The survey is packed with intel. It references not just the mainline Monster Hunter titles, but also the 'Monster Rider' RPG spin-off Monster Hunter Stories, the Niantic-developed AR game Monster Hunter Now, and the now-defunct MMO Monster Hunter Online (jointly developed by Tencent and Capcom). The real bombshell? Three candidate names were listed: Monster Hunter: Adventure, Monster Hunter: Departure, and Monster Hunter: Traveler.
Naturally, this sent the speculation machine into overdrive: Is it a faithful mainline-style mobile game? A new Stories IP spin-off? Or could it even be an MH Online revival?
The Stories IP has had a rough mobile history. Two previous spin-offs — Monster Hunter: Explore and Monster Hunter: Riders — both shut down due to Capcom's poor live-service management. As for Monster Hunter Online, the Tencent-developed PC MMO that launched with much fanfare, it too was shut down on December 31, 2019, citing 'operational issues.'


One hot debate in the comments centers on how much Capcom actually contributed to MH Online. Some players claim it was essentially a Tencent self-developed title — 'Capcom just sold the IP and handed over nothing else.' But others pushed back, citing an interview with MH Online's Chinese producer Tao Weishi, who confirmed that the 'Ougi' (ultimate arts) system in OL was co-developed alongside Monster Hunter X's 'Hunter Arts.' So Capcom's involvement wasn't negligible. That said, the core combat mechanics clearly weren't shared — the game's producer on the Japanese side was Ono Yoshinori, and you could feel the gap in hit feedback and action design compared to mainline titles.
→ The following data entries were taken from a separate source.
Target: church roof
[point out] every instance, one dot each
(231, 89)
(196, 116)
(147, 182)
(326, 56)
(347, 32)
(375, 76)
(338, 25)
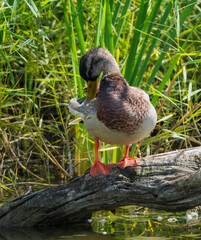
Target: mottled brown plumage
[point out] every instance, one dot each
(120, 114)
(121, 107)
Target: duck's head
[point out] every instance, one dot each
(94, 62)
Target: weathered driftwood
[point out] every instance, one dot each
(169, 181)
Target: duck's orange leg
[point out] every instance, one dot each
(100, 168)
(126, 161)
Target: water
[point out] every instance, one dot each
(127, 223)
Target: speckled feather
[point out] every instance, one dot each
(121, 107)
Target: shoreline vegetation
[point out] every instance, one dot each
(156, 44)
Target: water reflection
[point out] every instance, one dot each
(76, 232)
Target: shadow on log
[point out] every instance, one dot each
(169, 181)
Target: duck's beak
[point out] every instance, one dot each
(92, 87)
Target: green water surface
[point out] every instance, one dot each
(124, 223)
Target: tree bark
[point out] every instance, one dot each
(169, 181)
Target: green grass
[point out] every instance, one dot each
(157, 45)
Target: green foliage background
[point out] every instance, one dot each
(157, 45)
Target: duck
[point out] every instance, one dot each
(113, 111)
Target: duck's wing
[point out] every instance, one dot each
(82, 107)
(120, 107)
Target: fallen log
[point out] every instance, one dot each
(169, 181)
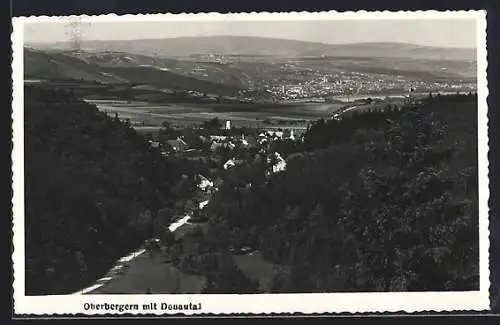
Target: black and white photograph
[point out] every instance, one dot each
(250, 158)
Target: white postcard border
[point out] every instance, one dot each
(258, 303)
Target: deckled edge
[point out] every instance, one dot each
(255, 14)
(270, 15)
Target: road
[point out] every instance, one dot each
(137, 272)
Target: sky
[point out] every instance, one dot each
(430, 32)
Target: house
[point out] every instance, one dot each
(215, 145)
(177, 145)
(229, 164)
(154, 144)
(205, 183)
(218, 138)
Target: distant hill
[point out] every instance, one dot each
(246, 45)
(111, 67)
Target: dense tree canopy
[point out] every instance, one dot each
(376, 202)
(93, 187)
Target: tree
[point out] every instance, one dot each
(213, 124)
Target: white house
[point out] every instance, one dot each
(205, 183)
(278, 163)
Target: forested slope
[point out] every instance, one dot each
(379, 202)
(93, 186)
On which direction the mobile game should take, the community consensus is leaning toward the Stories-style RPG approach. As one commenter put it, 'You can't expect to replicate console action-game quality on a phone — trying to force it will most likely result in garbage.' Others broke down the fundamental economics: monster modeling is expensive, action design costs are high, F2P monetization struggles to recoup investment, and limited depth means short game lifespan. 'Even on PC, NetEase's Justice Online lost most of its playerbase within three months — the game was essentially a half-finished product with a few hundred hours of content at best.'
The real entertainment, though, is the comment section's shitposting. Nobody's buying the three proposed names — players are memeing 'Monster Hunter: Launch' (怪物猎人:启动), a callback to the legendary 2018 MH World WeGame incident. Others suggested 'Monster Hunter: Unite' as a cheeky nod. One user wondered, 'Is the Tencent exec who's obsessed with MH actually Pony Ma himself?' given Tencent's track record with the IP: MH Online shut down, WeGame's MH World delisted, the MH movie flopping both critically and commercially — fail after fail, yet they keep coming back.
One commenter delivered the sharpest take: 'Even if Tencent's boss genuinely loves the series, every single collaboration has ended in disaster. The real mystery is why Capcom keeps agreeing to partner up — unless it really is just "they offered too much money to refuse."' That said, Monster Hunter Now's global success has proven the MH IP is viable on mobile. Maybe the third time's the charm for TiMi and Capcom?